Photo of Musings from the last village of Meghalaya 2/4 by anshul akhoury

Dawki is a small village located on Indo Bangladesh border. Compared to rest of the tourist destinations of Meghalaya, Dawki has nothing much to offer. The further my jeep moved away from the mainland, the road’s conditioned worsened. Slowly the hilly terrain of Meghalaya disappeared and I was in town located at the river plain.

Dawki is located on the bank of Umgot River. This river originates in Meghalaya and flows towards Sylhet in Bangladesh. At Dawki, the river slows down its speed and forms a lagoon before moving towards its destination. Dawki is inhibited by the Khasi tribe. The people who belong to this tribe, do not follow the usual patriarchal system, this is the place that has accepted the matriarchal way of life. Khasi tribe highly regards of women as the decision makers of the family.

Photo of Musings from the last village of Meghalaya 3/4 by anshul akhoury

The lagoon itself is a beautiful piece of art. The huge waterbody is spread across India and Bangladesh. Here you can enjoy regular boat rides in the Indian side.

‘Don’t walk away too far, or you’ll reach Bangladesh’
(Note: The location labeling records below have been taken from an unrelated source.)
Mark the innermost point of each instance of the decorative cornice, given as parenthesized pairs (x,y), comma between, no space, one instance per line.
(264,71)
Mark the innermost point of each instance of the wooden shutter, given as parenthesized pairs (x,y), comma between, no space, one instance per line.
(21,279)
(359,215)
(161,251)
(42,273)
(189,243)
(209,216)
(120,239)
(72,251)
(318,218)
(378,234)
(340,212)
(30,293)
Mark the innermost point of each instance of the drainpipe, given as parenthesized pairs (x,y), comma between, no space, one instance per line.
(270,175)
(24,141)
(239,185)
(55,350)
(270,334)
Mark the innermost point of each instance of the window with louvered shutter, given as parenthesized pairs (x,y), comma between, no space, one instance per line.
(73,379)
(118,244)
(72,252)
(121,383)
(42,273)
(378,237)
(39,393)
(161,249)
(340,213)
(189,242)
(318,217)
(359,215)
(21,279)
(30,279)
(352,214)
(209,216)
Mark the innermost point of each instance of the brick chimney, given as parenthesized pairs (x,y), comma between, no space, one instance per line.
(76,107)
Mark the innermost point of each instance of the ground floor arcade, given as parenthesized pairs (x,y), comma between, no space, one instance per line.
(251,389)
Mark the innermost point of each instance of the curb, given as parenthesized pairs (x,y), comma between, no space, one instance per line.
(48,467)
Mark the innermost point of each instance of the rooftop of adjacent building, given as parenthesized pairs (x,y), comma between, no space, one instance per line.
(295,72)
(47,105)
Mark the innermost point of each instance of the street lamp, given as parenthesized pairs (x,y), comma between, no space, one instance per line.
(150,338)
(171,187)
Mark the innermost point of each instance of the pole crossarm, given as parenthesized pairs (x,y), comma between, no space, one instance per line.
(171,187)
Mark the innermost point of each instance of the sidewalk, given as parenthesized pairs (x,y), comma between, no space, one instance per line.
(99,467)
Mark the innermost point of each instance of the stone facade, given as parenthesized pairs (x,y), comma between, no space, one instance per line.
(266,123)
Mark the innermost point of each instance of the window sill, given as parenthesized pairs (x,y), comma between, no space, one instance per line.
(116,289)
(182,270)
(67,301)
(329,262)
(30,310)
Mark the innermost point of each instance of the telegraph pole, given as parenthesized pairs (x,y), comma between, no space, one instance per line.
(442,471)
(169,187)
I was walking around the village, trying to explore more of the place when a voice called me out. Since Dawki is so close to the border, there are chances of getting detained by Bangladeshi border police if someone walks across. Upon enquiring, I was told about a trail that would lead upto a small hillock. It took around 45 minutes to hike upto the hill; the view surrounding the place was beautiful. I was able to see the green fields in the Bangladeshi side of the border. The land is just divided by a thin imaginary line. Otherwise there was not much difference between the land where I stood and the land where I was forbidden to go.

Photo of Musings from the last village of Meghalaya 4/4 by anshul akhoury

How to reach – Shared jeeps run between Cherapunjee and Dawki, it takes around 4 hours to reach the destination.

Important Tip – When here, turn off the roaming of your phone. It might catch the network from Bangladesh causing you additional damage.